BOTTOM LINE: Still expecting an upside resolution towards S&P 500 4,200-plus but binary risk-on into “debt ceiling”

To summarize this week:

  • equity markets stuck due to debt ceiling: S&P 500 down -1%
  • AI/tech gain more traction fundamentally: FAANG up +2.2%

We still believe equity markets will resolve higher, but the brinkmanship around the debt ceiling means a binary event supplants that longer term view. In other words, our full year view on equity markets remain constructive but we also have to recognize that stocks in the near term are governed by a binary event.

Our key recommendations remain:

  • We overweight FAANG/Tech, Industrials and Energy. Of these, only FAANG is leading and outperforming but as noted above, this is a validation of thematic investing in 2023.
  • We also recommend a tactical overweight of regional banks (KRE) as we see a temporary Fed put due to the stresses there. The tactical OW of Industrials suffered this week, but debt ceiling trumps ISMs.
  • We launched our Super Grannies this week (see report and replay), which are the tactically most appealing Grannies.
    – Fiserv (FISV)
    – Fortinet (FTNT)
    – Intuitive Surgical (ISRG)
    – Monster Beverage (MNST)
    – On Semiconductor (ON)
  • Our core stock list remains Granny Shots (34 stocks) driven by best of the best of 7 tactical/thematic portfolios (See below)

Have a restful Memorial Day weekend!!!

A week of market churning (-1%... debt ceiling) but triumph of thematic investing (FAANG/AI +2.2%).  Market breadth better than pundits argue as 142 stocks beating market (28%) YTD.

BREADTH: 142 stocks outperforming YTD, not just FAANG and concentrated in 5 cyclical sectors

While many pundits argue that only FAANG account for gains YTD, that is true but its not true.

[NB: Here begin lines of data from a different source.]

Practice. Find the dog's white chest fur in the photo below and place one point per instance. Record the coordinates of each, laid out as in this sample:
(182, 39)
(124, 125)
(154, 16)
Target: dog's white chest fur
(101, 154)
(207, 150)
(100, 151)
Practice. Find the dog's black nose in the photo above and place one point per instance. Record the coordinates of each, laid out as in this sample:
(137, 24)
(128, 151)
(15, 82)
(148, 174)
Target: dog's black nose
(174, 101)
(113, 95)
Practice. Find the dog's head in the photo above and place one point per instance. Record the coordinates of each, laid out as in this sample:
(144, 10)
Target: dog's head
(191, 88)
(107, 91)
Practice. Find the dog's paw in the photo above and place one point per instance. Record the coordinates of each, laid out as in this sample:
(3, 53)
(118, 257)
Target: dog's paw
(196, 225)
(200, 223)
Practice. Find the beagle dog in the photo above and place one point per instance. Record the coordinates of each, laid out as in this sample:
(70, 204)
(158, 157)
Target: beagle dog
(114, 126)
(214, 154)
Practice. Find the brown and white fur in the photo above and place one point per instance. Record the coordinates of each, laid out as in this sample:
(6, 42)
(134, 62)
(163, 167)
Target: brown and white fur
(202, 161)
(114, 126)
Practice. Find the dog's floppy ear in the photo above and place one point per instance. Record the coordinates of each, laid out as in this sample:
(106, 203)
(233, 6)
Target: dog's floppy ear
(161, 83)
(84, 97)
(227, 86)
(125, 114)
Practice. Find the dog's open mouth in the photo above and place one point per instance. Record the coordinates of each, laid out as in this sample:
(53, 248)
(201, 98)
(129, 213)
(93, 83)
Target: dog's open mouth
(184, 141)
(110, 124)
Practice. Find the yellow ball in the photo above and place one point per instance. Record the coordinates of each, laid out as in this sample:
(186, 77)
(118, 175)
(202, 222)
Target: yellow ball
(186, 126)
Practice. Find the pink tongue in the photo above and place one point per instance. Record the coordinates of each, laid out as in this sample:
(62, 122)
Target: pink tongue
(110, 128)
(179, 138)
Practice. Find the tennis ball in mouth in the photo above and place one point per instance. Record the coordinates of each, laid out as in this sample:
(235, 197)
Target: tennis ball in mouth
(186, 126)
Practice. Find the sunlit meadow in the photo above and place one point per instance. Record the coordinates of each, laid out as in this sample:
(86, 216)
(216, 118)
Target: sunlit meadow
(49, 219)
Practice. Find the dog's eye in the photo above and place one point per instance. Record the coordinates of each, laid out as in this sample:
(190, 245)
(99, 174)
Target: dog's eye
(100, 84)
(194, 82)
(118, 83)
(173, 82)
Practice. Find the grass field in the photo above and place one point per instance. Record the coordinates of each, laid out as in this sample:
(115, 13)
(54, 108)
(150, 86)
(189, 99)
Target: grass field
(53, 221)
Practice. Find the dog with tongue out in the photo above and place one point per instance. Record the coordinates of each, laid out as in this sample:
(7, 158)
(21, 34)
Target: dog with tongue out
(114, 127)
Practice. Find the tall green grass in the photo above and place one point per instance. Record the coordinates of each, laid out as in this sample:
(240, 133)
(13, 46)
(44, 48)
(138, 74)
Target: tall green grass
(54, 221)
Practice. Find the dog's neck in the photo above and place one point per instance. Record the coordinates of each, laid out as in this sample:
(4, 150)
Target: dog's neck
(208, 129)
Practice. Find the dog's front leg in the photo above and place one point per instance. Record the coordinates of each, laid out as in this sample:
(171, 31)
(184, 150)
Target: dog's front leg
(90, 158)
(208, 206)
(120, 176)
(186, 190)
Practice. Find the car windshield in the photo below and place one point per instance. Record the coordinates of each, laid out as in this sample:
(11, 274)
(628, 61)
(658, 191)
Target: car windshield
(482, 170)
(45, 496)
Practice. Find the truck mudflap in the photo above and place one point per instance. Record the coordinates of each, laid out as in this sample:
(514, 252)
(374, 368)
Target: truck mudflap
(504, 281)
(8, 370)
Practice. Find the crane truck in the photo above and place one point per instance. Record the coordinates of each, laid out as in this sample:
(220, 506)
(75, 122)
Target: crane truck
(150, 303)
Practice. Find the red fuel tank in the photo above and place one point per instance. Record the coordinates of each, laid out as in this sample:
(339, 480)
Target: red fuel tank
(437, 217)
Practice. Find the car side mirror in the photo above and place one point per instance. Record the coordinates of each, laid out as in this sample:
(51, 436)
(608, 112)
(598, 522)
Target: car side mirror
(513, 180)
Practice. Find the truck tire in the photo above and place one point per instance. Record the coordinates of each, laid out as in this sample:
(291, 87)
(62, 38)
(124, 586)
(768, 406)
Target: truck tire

Market breadth is better than that:

  • YTD, 142 stocks or 28% of the S&P 500 have returns >8% and are beating the S&P 500.
  • Granted, this is not 50% but this is better breadth than many realize.
  • But the outperformers are essentially concentrated in 4 sectors: FAANG, Technology, Discretionary and Industrials. Meaning, there is better breadth in these groups. And we could also add in Communications Services (ex-FAANG) which at 33% is also above the 28% figure for the S&P 500 overall.
  • These 5 sectors are cyclical and really underscores that cyclical stocks are outperforming YTD.
  • The material underperformance is in Defensive sectors:
    – Utilities 0% outperforming
    – Staples 22%
    – Healthcare 28%
A week of market churning (-1%... debt ceiling) but triumph of thematic investing (FAANG/AI +2.2%).  Market breadth better than pundits argue as 142 stocks beating market (28%) YTD.

STRATEGISTS: YTD, 6 Sellside Strategists changed YE2023 price targets and only 2 > current price

Since the start of 2023, 6 strategists have made adjustments to their price targets. This is highlighted below:

  • Of the 6, 4 changes are upgrades and two downgrades. The downgrades took place early in 2023.
  • The downgraded YE 2023 price targets are:
    – 1/5 from 4,225 to 3,900
    – 2/17 from 4,100 to 3,500
  • The 4 upgrades have been:
    – 1/20 from 3,650 to 3,800
    – 4/19 from 3,900 to 4,000
    – 5/8 from 4,200 to 4,400
    – 5/22 from 4,000 to 4,300
  • Notably, of these, only 2 of the revised price targets have any upside for the remainder of 2023. In other words, the price target changes are either changes to reflect increased bearishness or just “chase the market higher”
A week of market churning (-1%... debt ceiling) but triumph of thematic investing (FAANG/AI +2.2%).  Market breadth better than pundits argue as 142 stocks beating market (28%) YTD.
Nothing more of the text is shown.